「紀元60年頃の夫婦の暮らし」すらありありと...最新技術でこんなに変わった「考古学」の現場風景
The Past Is Closer Now
地球は大部分が海で覆われているため、水中にも考古学的に重要なエビデンスがたくさんあるのは言うまでもない。英サウサンプトン大学の海洋考古学者ロドリゴ・オルティスバスケスが言うように、海は「世界最大の博物館」だ。

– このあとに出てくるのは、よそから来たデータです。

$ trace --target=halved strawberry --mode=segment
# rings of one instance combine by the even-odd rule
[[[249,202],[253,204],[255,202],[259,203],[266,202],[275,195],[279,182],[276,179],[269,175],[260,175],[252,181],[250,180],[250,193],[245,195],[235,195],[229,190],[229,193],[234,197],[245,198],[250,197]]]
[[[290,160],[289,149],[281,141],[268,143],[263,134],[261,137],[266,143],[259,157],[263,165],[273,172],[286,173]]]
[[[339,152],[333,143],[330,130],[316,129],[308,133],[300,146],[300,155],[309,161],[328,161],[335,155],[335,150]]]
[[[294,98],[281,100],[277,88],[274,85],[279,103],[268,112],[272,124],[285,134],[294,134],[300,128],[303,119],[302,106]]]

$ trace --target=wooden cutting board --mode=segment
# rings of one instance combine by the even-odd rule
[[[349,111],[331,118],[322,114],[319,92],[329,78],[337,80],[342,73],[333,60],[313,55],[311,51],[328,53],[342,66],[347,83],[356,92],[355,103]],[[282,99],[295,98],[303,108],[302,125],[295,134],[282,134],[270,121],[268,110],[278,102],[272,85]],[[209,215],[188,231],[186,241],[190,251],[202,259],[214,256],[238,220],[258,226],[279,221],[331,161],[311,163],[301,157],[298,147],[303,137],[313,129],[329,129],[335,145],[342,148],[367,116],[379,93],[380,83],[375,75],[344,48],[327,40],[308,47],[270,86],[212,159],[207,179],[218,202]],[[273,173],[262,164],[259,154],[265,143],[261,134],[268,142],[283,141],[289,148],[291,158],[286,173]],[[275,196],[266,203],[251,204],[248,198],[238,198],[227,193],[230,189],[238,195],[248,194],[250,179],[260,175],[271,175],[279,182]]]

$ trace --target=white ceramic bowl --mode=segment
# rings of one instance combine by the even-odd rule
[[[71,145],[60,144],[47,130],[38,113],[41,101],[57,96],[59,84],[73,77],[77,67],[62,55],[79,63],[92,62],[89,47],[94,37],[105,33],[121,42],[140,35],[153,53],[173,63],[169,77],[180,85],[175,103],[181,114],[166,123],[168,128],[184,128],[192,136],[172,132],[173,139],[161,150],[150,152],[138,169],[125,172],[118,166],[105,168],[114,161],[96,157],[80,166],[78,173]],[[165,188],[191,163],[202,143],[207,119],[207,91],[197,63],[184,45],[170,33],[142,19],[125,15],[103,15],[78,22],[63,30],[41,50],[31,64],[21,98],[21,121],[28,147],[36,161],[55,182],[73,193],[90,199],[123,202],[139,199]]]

私たちは沈没船にロマンを感じる。貿易や戦争のために海を渡っているので、その方法に関する情報を蓄えたタイムカプセルのように思えるためだが、実際の役割はそれ以上だ。「私たちは海と深くつながっている。(海から)技術や知識、イデオロギーの伝達について考えることもできる」と、オルティスバスケスは言う。
海を越えた伝達を物語っているかもしれないのが、デンマークのユトランドで2月に発見された環状の木柱列だ。これまでの調査ではイングランドの「ストーンヘンジ」やその近くの木柱列「ウッドヘンジ」と明確な類似点があるという。信仰体系が海を越え、4000年以上前の「原始的」とされる人々に共有されていた可能性があるというのは魅力的な話だ。
水中研究の多くは、実は沈没船ではなく、「沈没景観」を扱っている。人間は海岸線の近くに集住するため氷河期後のように水位が大幅に上がると、居住地全体が水の下に消えてしまう。
オルティスバスケスは、自らダイビングをして水中の遺跡を研究する異色の考古学者だ。カタール博物館局のカーターと共に、バーレーンのアルサヤ島で真珠漁を研究してきた。
土壌が貧弱で気候が厳しい中東地域で、真珠漁は経済の原動力として何世紀も続いた。古代ローマの文献にも記録され、その歴史は新石器時代にまでさかのぼる。